There are several possible reasons for this. One is that people are often reluctant to discuss failure which makes it hard to research in depth. People do not wish to recall painful events; the urge is to move on and to forget (Dalcher, 2003; Goldfinch, 2007; Lyytinen & Robey, 1999). A second reason is that humans are all too good at creating false memories, especially about failure (Cannon & Edmondson, 2005; Goleman, 1985). There is also a natural tendency to try to shift blame to others and to judge what is perceived as other people’s errors differently from our own. We blame our errors on environmental factors: we blame other people’s errors on personal shortcomings. Psychologists refer to this as the fundamental attribution error (Heider, 1958). Some organizations, and particularly those in the public sector, suffer from a so-called ‘blame culture’ (Beynon-Davis, 1999; Ewusi-Mensah, 1997). So even where research is done, it can be challenging to distil out the true narrative of a course of events (Bannister, 2005; Bartis & Mitev 2008). A few scholars have studied specific failures (e.g. Bartis & Mitev, 2008; Beynon-Davis, 1999) and others have looked at IS failure as a generic problem (Dalcher, 2003; Dwivedi et al, 2013; Goldfinch, 2007; Lyytinen & Hirscheim, 1987). Notwithstanding such work, the amount of academic research into this area is modest and there is considerable scope for good, empirical research and better explanatory models of why failure occurs.

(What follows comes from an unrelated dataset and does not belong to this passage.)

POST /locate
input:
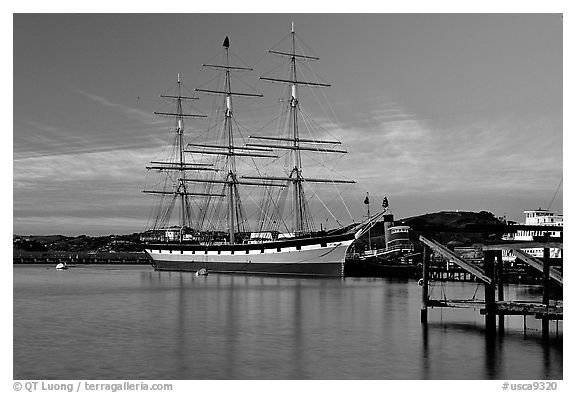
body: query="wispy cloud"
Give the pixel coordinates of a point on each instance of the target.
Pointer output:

This paper seeks to make a contribution to addressing this shortfall by examining a failed e-government system in Flanders. In a previous publication, a number of the authors (Van Cauter et al., 2014) used the positivist lenses of the Delone and McLean (2003) IS success model and the Unified Theory of Acceptance and Use of Technology (UTAUT) (Venkatesh et al, 2003) to analyse this case. While this analysis provided some insights, the results were not entirely satisfactory. In this paper a different lens will be used, namely an interpretivist approach to the problem using Sauer’s failure model (1993).
The remainder of this paper is organised as follows. First there is a brief review of the e-government IS failure literature followed by a more detailed discussion of Sauer’s model of IS failure. There follows an outline of the research methodology. Next, the story of the Flemish Road Signs Database (RSD) is related and analysed using Sauer’s model as a framework. Finally some conclusions are presented.